We aim to match or exceed the ~61× speedup reported in the reference GPU phase unwrapping paper (CPU: AMD Ryzen 5900H vs GPU: NVIDIA RTX 3070-laptop).

Plan to Achieve
CPU serial baseline: residue detection, greedy branch-cut placement, serial flood-fill, correctness testing on synthetic phase maps.
GPU residue-identification kernel: naive global-memory vs. shared-memory tiled comparison.
GPU branch-cut placement: residue compaction into +/− arrays, GPU residue matching, branch-cut construction. Compare ≥2 variants.
GPU integration: tiled flood fill / wavefront propagation vs. BFS-style frontier integration.
Experimental evaluation: RMS correctness, stage-by-stage runtime, end-to-end speedup, scaling with image size and residue density.
Hope to Achieve
Multi-source BFS or connected-component-based integration after cuts.
Spatial binning to reduce branch-cut pairing search cost.
Batched phase unwrapping for improved throughput.
Outperform the reference GPU paper's reported speedup.
If slower than expected: fully implement stage 2 on GPU; offload one of stages 3/4 to CPU for a hybrid CPU-GPU pipeline.

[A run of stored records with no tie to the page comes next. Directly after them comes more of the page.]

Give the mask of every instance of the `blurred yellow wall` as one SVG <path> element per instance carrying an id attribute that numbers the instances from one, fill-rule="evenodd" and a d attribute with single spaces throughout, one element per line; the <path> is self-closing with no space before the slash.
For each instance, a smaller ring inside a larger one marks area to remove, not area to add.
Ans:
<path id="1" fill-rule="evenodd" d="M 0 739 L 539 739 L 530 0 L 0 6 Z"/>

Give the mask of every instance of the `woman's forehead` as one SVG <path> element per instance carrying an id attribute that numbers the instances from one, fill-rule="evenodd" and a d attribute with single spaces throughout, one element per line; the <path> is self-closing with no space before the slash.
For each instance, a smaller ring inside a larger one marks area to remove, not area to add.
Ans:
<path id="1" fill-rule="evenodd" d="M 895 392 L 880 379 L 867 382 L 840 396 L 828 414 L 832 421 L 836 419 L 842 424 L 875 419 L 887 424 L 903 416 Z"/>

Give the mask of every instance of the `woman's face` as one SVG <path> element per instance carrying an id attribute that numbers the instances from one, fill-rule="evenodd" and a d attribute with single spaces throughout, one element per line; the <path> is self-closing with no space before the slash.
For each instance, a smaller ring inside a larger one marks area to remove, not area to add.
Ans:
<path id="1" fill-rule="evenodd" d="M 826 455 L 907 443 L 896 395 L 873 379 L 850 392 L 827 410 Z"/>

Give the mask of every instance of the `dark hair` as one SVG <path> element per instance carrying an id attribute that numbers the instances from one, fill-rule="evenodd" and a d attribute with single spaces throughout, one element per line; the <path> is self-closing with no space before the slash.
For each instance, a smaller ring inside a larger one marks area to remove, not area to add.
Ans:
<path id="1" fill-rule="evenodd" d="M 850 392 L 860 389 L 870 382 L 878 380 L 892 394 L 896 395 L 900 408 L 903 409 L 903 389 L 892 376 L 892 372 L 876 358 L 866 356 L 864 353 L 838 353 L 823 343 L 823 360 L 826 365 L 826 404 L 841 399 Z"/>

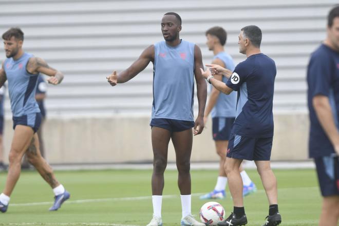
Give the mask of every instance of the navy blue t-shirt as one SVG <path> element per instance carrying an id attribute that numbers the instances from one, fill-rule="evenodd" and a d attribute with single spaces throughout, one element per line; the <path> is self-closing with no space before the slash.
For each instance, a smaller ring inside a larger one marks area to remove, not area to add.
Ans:
<path id="1" fill-rule="evenodd" d="M 310 111 L 310 158 L 328 156 L 334 152 L 316 116 L 312 104 L 313 97 L 318 95 L 328 97 L 334 122 L 339 129 L 339 53 L 322 44 L 311 55 L 307 68 L 308 100 Z"/>
<path id="2" fill-rule="evenodd" d="M 249 137 L 273 136 L 272 112 L 275 63 L 267 56 L 252 55 L 237 65 L 226 84 L 238 91 L 232 133 Z"/>

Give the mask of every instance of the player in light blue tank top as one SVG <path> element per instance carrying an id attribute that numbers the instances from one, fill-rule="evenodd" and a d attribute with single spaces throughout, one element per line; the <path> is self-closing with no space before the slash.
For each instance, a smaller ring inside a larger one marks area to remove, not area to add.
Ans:
<path id="1" fill-rule="evenodd" d="M 154 156 L 152 182 L 154 213 L 148 226 L 162 224 L 160 210 L 164 171 L 171 139 L 175 149 L 178 185 L 182 195 L 183 216 L 181 224 L 204 226 L 191 213 L 190 162 L 193 133 L 199 134 L 203 129 L 207 86 L 200 71 L 200 68 L 203 67 L 200 49 L 196 45 L 180 39 L 181 30 L 180 16 L 173 12 L 166 13 L 161 20 L 161 31 L 165 41 L 149 46 L 127 69 L 119 74 L 115 71 L 107 77 L 107 81 L 114 86 L 128 81 L 143 70 L 150 62 L 153 63 L 153 103 L 150 125 Z M 195 122 L 193 115 L 194 78 L 199 103 L 199 113 Z"/>
<path id="2" fill-rule="evenodd" d="M 20 176 L 21 161 L 26 153 L 28 161 L 49 184 L 55 195 L 50 211 L 55 211 L 69 198 L 69 193 L 56 180 L 51 167 L 41 156 L 39 138 L 35 133 L 41 114 L 35 98 L 39 73 L 50 76 L 48 82 L 61 82 L 64 77 L 59 71 L 50 67 L 41 58 L 26 53 L 22 49 L 24 33 L 17 28 L 10 28 L 3 34 L 7 59 L 0 69 L 0 88 L 8 80 L 8 92 L 14 130 L 9 155 L 8 175 L 5 189 L 0 194 L 0 212 L 7 211 L 11 196 Z"/>
<path id="3" fill-rule="evenodd" d="M 216 26 L 206 31 L 206 45 L 214 54 L 212 64 L 220 65 L 233 71 L 235 65 L 232 57 L 225 52 L 224 46 L 226 43 L 227 33 L 222 27 Z M 227 82 L 224 76 L 216 75 L 215 78 L 223 82 Z M 210 85 L 211 92 L 210 99 L 205 110 L 204 120 L 211 113 L 212 117 L 212 134 L 215 143 L 217 153 L 220 157 L 219 173 L 217 183 L 212 192 L 200 196 L 201 199 L 222 199 L 226 195 L 225 189 L 227 185 L 227 176 L 224 170 L 226 153 L 231 135 L 231 130 L 235 119 L 237 94 L 231 93 L 229 95 L 220 92 Z M 243 182 L 243 195 L 250 195 L 256 190 L 247 173 L 241 167 L 241 175 Z"/>

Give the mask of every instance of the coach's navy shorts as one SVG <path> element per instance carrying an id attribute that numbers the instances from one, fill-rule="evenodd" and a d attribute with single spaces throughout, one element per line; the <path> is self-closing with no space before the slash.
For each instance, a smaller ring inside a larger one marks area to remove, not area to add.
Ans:
<path id="1" fill-rule="evenodd" d="M 18 117 L 13 117 L 13 129 L 15 129 L 17 125 L 22 125 L 31 127 L 36 133 L 41 124 L 41 113 L 32 113 Z"/>
<path id="2" fill-rule="evenodd" d="M 324 156 L 314 158 L 323 196 L 339 196 L 339 159 Z"/>
<path id="3" fill-rule="evenodd" d="M 215 141 L 228 141 L 235 118 L 216 117 L 212 118 L 212 133 Z"/>
<path id="4" fill-rule="evenodd" d="M 0 135 L 4 133 L 4 115 L 0 115 Z"/>
<path id="5" fill-rule="evenodd" d="M 149 126 L 151 127 L 155 126 L 162 128 L 171 132 L 181 132 L 194 127 L 194 121 L 168 118 L 152 118 Z"/>
<path id="6" fill-rule="evenodd" d="M 227 156 L 250 161 L 269 161 L 273 141 L 273 136 L 253 138 L 232 133 Z"/>

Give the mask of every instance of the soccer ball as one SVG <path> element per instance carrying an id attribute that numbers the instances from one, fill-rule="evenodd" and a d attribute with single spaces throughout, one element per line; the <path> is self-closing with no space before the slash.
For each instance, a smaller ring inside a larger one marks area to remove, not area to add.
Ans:
<path id="1" fill-rule="evenodd" d="M 216 202 L 204 204 L 200 209 L 200 219 L 206 225 L 216 225 L 225 218 L 225 210 Z"/>

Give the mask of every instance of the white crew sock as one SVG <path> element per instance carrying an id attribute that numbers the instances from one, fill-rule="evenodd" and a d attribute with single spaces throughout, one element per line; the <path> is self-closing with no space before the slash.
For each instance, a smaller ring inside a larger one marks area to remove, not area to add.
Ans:
<path id="1" fill-rule="evenodd" d="M 180 195 L 180 198 L 181 198 L 181 209 L 183 218 L 187 215 L 192 214 L 191 212 L 191 195 Z"/>
<path id="2" fill-rule="evenodd" d="M 9 196 L 6 196 L 4 193 L 2 193 L 0 195 L 0 202 L 2 202 L 4 205 L 8 205 L 10 199 L 10 198 L 9 198 Z"/>
<path id="3" fill-rule="evenodd" d="M 153 203 L 153 214 L 156 217 L 161 218 L 162 196 L 152 196 L 152 203 Z"/>
<path id="4" fill-rule="evenodd" d="M 215 185 L 214 190 L 224 190 L 227 184 L 227 177 L 218 177 L 217 180 L 217 184 Z"/>
<path id="5" fill-rule="evenodd" d="M 65 188 L 62 186 L 62 184 L 60 184 L 58 187 L 53 188 L 53 192 L 55 196 L 59 196 L 65 192 Z"/>
<path id="6" fill-rule="evenodd" d="M 243 183 L 243 186 L 249 186 L 250 184 L 252 183 L 252 181 L 250 179 L 250 177 L 247 175 L 245 170 L 242 170 L 240 172 L 240 175 L 241 176 L 241 178 L 242 179 L 242 183 Z"/>

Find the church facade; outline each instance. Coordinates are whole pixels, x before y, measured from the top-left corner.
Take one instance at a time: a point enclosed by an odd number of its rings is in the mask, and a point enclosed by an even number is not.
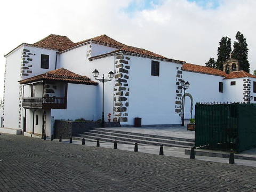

We chose NVIDIA GPU and CUDA because at least part of Goldstein is clearly data-parallel, and the project's core interest is in how to map the irregular stages onto SIMD hardware.

The residue detection stage is a pixel-wise parallel image kernel with strong locality — shared memory tiling can directly accelerate it. More importantly, branch-cut placement and integration have poor native SIMD compatibility, making them ideal case studies for learning how to reformulate branch-heavy, sparse algorithms into GPU-friendly forms.

This project is not merely about speeding up a dense numerical kernel. It is about understanding how branch divergence, sparse matching, atomics, and frontier expansion behave on a real parallel system — all of which are central themes of 15-418/618.

This schedule will be updated each week based on actual progress.

W1
Mar 25
Read and summarize key references. Evaluate and re-implement CPU serial baseline for Goldstein branch-cut from the reference GitHub repo. Build synthetic wrapped phase test cases and find open-sourced test images.
W2
Apr 7
Complete naive CUDA residue detection and shared-memory tiled kernel. Implement residue compaction into positive/negative arrays and residue matching.
W3
Apr 14 ★
Milestone Report Due. Implement GPU integration with tiled flood fill or tiled multi-point wavefront propagation. Complete and submit milestone report.
W4
Apr 21
Finalize integration kernel. Tune all 3 stages to reduce divergence and improve memory locality. Benchmark to record progress.
W5
Apr 30 ★
Final Report Due. Complete final benchmarks, generate plots, write report, and prepare poster/demo materials for poster session (May 1st).
[1] R. M. Goldstein, H. A. Zebker, and C. L. Werner, "Satellite Radar Interferometry: Two-Dimensional Phase Unwrapping," Radio Science, 1988.
[2] G. López García, S. V. Veleva, and A. C. De La Campa, "A parallel path-following phase unwrapping algorithm based on a top-down breadth-first search approach," Optik, 2020.
[3] Y. Li, S. Han, X. Li, and C. Xu, "Efficient GPU acceleration for phase unwrapping algorithm," in Optical Metrology and Inspection for Industrial Applications X, vol. 12769, SPIE, 2023, Art. no. 1276917, doi: 10.1117/12.2686780.